Dana Gas said on Tuesday that it has won another ruling in its four-year-old dispute with the Kurdistan Regional Government in Iraq over rights and payments for its main gas assets in the province.
The Sharjah-based gas producer, whose largest shareholder is Crescent Petroleum, said that the London Court of International Arbitration ruled in its favour that the KRG had wrongfully prevented it from developing further the Khor Mor and Chemchemal reservoirs under an agreement struck in 2007.
The Pearl Petroleum consortium, in which Dana Gas is a 35 per cent shareholder and the operator for the Khor Mor and Chemchemal project, has invested US$1.2 billion to develop Khor Mor and build infrastructure to process gas and related liquids, as well as a local power plant, which the company claims has played a major role in the local economy and has allowed significant savings over the diesel-powered electricity that preceded it.
But it says that the KRG dispute over its rights and stalled payments for delivering gas and liquids has meant that no new capital expenditure has gone into developing the project for more than four years, thus depriving it from producing at a much higher rate.
The Pearl consortium has already won a ruling confirming its contractual rights to exclusively develop the assets and actual damages for payment arrears totalling $1.96bn.
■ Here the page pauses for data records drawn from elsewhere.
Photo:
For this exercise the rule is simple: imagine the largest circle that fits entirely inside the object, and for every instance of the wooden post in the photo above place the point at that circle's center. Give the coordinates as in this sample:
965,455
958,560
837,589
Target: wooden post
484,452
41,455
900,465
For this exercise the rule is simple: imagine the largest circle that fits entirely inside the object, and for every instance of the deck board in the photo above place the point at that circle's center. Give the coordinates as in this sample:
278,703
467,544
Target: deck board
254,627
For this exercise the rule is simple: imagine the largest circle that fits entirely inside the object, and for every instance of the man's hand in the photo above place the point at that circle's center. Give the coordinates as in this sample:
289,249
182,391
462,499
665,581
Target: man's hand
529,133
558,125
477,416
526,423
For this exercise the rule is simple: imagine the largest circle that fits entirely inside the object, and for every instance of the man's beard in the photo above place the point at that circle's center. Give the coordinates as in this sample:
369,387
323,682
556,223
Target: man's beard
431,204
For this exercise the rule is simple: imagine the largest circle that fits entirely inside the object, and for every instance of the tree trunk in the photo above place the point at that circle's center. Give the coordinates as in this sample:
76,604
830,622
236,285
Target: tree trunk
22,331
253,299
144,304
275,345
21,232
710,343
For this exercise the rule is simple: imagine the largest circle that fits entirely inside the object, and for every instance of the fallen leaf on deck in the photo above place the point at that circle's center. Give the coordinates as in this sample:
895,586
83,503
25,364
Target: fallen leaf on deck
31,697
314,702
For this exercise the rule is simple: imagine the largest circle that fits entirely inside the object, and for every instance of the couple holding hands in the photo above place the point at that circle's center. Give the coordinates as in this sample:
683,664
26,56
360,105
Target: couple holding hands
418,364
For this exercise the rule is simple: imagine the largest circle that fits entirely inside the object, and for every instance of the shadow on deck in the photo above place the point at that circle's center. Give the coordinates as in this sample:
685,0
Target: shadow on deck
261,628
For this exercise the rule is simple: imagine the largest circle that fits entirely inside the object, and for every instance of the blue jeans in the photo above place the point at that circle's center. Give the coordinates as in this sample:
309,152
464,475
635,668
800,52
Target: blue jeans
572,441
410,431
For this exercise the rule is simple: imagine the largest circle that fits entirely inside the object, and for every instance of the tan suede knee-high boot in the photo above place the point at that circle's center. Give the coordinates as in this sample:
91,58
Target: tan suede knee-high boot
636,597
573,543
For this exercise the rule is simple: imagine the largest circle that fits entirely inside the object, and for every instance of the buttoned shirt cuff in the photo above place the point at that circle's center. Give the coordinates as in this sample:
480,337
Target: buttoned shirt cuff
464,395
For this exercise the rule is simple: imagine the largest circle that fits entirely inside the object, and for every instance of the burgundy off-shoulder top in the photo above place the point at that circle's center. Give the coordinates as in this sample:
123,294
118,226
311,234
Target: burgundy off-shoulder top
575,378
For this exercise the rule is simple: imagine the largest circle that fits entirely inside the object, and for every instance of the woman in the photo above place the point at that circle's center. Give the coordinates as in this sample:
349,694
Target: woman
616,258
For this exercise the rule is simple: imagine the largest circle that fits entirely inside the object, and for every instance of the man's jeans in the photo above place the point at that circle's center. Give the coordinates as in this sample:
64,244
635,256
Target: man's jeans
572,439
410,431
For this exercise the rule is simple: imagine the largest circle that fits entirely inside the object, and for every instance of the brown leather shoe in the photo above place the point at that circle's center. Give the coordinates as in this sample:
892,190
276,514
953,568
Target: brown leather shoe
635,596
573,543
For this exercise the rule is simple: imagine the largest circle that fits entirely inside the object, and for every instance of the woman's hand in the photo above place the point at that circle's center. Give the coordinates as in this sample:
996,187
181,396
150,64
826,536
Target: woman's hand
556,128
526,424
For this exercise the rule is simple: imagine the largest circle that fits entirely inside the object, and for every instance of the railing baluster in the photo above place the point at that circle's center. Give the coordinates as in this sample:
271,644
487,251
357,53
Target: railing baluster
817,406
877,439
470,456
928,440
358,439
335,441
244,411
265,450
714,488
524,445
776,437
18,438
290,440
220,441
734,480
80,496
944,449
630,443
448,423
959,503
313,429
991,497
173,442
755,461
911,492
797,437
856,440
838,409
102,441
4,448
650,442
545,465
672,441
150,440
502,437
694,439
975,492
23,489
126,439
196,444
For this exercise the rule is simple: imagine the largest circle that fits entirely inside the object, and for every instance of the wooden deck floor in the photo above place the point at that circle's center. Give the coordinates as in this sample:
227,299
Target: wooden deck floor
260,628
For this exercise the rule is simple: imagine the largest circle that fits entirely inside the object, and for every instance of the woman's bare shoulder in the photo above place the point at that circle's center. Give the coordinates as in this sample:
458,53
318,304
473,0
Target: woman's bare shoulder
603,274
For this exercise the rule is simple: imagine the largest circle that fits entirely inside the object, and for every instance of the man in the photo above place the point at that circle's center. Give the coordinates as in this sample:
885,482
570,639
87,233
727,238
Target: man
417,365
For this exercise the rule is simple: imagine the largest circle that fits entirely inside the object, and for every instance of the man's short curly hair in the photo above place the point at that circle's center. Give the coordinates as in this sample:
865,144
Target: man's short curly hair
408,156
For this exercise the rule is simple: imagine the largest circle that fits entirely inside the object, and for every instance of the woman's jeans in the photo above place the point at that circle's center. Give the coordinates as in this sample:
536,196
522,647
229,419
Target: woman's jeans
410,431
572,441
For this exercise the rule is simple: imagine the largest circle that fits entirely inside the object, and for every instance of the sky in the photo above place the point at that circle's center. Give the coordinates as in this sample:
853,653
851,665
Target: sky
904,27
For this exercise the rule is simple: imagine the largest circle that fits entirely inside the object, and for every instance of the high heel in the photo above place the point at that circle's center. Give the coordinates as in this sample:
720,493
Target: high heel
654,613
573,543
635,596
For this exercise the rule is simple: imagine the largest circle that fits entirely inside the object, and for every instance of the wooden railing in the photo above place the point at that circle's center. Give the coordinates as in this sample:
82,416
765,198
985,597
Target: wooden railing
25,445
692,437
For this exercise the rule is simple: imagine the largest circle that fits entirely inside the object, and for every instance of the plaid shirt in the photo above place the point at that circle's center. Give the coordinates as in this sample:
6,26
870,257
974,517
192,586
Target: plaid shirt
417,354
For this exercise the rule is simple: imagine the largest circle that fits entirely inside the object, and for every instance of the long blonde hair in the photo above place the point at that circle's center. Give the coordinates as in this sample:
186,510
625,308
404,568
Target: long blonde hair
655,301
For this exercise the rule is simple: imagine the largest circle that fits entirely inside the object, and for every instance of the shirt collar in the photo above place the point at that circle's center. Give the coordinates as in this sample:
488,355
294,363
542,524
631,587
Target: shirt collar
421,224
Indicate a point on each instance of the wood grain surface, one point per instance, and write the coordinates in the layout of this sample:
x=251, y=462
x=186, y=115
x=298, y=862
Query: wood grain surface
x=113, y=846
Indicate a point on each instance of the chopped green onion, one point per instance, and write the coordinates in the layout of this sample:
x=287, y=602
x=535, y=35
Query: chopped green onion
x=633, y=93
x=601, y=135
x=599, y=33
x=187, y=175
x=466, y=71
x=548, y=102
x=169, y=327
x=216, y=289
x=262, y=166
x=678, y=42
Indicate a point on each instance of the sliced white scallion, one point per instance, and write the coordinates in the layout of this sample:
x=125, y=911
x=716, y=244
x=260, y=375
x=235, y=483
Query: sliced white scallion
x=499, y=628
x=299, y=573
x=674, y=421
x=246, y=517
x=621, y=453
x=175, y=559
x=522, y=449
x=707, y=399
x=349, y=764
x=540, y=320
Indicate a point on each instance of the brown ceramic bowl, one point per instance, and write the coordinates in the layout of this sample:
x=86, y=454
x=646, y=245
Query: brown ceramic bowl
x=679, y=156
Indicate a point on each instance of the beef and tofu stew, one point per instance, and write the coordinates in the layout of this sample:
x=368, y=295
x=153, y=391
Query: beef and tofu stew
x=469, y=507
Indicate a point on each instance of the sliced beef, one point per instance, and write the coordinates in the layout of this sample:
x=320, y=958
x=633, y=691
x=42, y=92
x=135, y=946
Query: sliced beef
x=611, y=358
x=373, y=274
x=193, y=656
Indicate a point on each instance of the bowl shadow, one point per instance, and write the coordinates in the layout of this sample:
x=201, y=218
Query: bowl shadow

In relation to that ruling in late 2015, the court ordered the KRG to pay $100 million within 30 days, although the parties subsequently worked out a payment schedule that resulted in $50m being paid by the end of last year.
In the new ruling, the court ordered the KRG to make an additional payment of just above $121m plus interest, calculated at the London interbank offered rate (Libor), plus 2 per cent compounding, for monies owed on delivery of liquids in the nine months to the end of last March.
Dana Gas says the parties have not yet worked out an arrangement to cover that payment.
The court is now expected to set damages for its latest ruling in the third quarter this year. While the previous ruling was for actual damages for money owed on specified deliveries, the latest claim – for which the Pearl consortium is seeking $17bn – is more in the nature of punitive damages and will require the court to make a judgment about foregone earnings.
Even after damages the Pearl consortium would then have to pursue an arduous process of enforcement to recover the money, although Dana Gas has repeatedly stressed that it wants to be able to reach a negotiated settlement.
Other Pearl consortium members include Crescent Petroleum, also with 35 per cent, the Austrian oil company OMV, with 10 per cent, and the German utility RWE, with 10 per cent.
As of the end of last year, Dana Gas said its arrears owed by the KRG totalled $713m, which included its share of damages awarded so far.
Dana Gas shares closed up 6.8 per cent at 50 fils in Abu Dhabi on Tuesday.